If doing so, you should normalize the word vectors first, so that they all have a norm equal to one.

I guess you mean normalize element-wise (across each dimension for all words), right? As @wjgan7 and @piotr-bojanowski pointed out, fasttext doesn't seem to bother with such normalization step and it simply averages (element-wise) word vectors.

Am I missing anything?


@rajivgrover009 : no, at the moment it does not.

YannDubs commented 6 years ago

@mino98 just looking at getSentenceVector in fastText/src/fasttext.cc it seems that :

Note that getSentenceVector also averages with the vector of EOS : </s>.

bhushanbrb commented 6 years ago

Doc2Vec works well but breaks when word is not in vocabulary where as fastText does not because it uses n gram approach . In Gensim Doc2Vec you can Tag the document or Label for one particular sentence. How can tagging be done in fatsText? I see Text classification https://fasttext.cc/docs/en/supervised-tutorial.html. How we can achieve Tagging in fastText . I hope my question aligns with this github issue which is trying to ask how DOC2Vec like functionality can be done using fastText?

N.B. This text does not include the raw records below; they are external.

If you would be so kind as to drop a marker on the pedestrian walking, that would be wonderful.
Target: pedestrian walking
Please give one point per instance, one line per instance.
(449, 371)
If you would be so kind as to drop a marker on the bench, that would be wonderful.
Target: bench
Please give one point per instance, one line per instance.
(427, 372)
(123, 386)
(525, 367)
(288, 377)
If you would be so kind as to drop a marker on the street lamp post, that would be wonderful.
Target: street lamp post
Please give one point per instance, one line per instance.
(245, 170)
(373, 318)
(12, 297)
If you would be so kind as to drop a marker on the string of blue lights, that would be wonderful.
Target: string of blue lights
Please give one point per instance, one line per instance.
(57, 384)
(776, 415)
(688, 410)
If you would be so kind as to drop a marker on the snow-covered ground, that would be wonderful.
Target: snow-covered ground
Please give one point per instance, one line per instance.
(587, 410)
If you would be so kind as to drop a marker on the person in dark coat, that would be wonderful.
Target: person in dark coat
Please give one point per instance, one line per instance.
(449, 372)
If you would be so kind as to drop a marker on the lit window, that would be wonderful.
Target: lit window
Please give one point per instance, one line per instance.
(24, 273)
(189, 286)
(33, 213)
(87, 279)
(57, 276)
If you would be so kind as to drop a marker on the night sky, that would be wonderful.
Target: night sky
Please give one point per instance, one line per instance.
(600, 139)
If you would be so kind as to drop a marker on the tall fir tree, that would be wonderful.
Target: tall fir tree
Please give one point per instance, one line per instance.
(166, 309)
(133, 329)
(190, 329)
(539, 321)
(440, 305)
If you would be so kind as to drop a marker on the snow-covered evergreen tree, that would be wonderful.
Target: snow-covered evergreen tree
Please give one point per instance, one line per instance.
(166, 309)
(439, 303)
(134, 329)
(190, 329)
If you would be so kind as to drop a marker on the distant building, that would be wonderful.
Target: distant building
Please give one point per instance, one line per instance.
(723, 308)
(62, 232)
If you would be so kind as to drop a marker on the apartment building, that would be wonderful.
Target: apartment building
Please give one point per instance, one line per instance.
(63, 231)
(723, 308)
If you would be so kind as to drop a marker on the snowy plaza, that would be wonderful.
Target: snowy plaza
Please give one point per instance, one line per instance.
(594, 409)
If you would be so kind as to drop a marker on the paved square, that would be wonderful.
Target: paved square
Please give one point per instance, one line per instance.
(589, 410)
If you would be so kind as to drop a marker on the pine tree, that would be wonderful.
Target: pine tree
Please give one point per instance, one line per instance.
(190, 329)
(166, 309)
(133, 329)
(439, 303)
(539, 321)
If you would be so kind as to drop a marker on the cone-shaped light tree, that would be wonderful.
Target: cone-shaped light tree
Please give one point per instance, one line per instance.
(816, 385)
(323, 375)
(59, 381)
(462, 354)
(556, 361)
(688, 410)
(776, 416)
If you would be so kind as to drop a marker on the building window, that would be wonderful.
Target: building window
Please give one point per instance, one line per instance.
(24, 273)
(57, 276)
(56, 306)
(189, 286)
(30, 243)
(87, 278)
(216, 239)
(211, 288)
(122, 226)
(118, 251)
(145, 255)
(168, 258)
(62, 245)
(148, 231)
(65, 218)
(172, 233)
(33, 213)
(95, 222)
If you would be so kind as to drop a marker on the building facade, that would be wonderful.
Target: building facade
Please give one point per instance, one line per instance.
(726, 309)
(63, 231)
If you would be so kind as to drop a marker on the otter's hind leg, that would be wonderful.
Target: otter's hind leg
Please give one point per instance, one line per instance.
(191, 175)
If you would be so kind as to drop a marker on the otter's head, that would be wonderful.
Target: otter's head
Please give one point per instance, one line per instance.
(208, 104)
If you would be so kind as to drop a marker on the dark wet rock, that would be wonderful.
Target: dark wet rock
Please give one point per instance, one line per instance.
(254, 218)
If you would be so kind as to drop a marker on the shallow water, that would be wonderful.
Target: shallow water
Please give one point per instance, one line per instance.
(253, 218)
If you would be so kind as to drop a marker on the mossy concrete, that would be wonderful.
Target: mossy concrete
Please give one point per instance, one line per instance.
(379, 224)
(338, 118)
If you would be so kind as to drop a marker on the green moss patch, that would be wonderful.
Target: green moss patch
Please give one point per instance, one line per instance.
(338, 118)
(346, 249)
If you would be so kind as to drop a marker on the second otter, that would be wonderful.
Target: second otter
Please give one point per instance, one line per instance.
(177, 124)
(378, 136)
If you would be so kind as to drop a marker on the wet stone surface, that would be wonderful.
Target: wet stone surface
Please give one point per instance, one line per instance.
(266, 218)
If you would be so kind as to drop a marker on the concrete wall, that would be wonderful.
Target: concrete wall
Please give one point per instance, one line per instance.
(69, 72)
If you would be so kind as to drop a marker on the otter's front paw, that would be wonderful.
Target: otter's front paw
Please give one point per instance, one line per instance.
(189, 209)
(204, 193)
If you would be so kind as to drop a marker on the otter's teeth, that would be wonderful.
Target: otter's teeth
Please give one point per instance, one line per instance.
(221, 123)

DhananjayKimothi commented 5 years ago

Is it clear to anyone how sentence vectors are created through fasttext ? These are surely not the average of word vectors. I tried all possibilities, i.e. with normalizing the word vectors and then averaging or simply averaging, but it doesn't match with the sentence vector produced by Fasttext.

Any insight ?

DhananjayKimothi commented 5 years ago

Is it clear to anyone how sentence vectors are created through fasttext ? These are surely not the average of word vectors. I tried all possibilities, i.e. with normalizing the word vectors and then averaging or simply averaging, but it doesn't match with the sentence vector produced by Fasttext.

Any insight ?

Sorry, missed @YannDubs point.. true they are using '<\s>' vector for averaging. Based on some of the experiment that I was doing with fastText (supervised-- i.e for sentence classification), some basic points that are simple but may confuse someone:

  1. Word vectors are learned in the process of training fastText, same as any other word2vec based model. (run with different epochs and test the vector for any word and here you go..:))
  2. For a new sentence, the word vectors will be averaged, note @YannDubs point, that is along with words '<\s>' vector is also averaged.
  3. If in a new sentence a word appears that is not already in the vocabulary then it is simply neglected. If you check the vector for any such word you will get all zeros, note that it is not considered at all and hence you will get no changes in the average value.
Jakobhenningjensen commented 1 year ago

I think this answers it;

When trained for classification the sentence embedding is just the average of the word-embeddings. When trained unsupervised, the sentence-embedding is calculated by dividing each wordembedding by the (L2) norm of that embedding, and then average these scaled embeddings.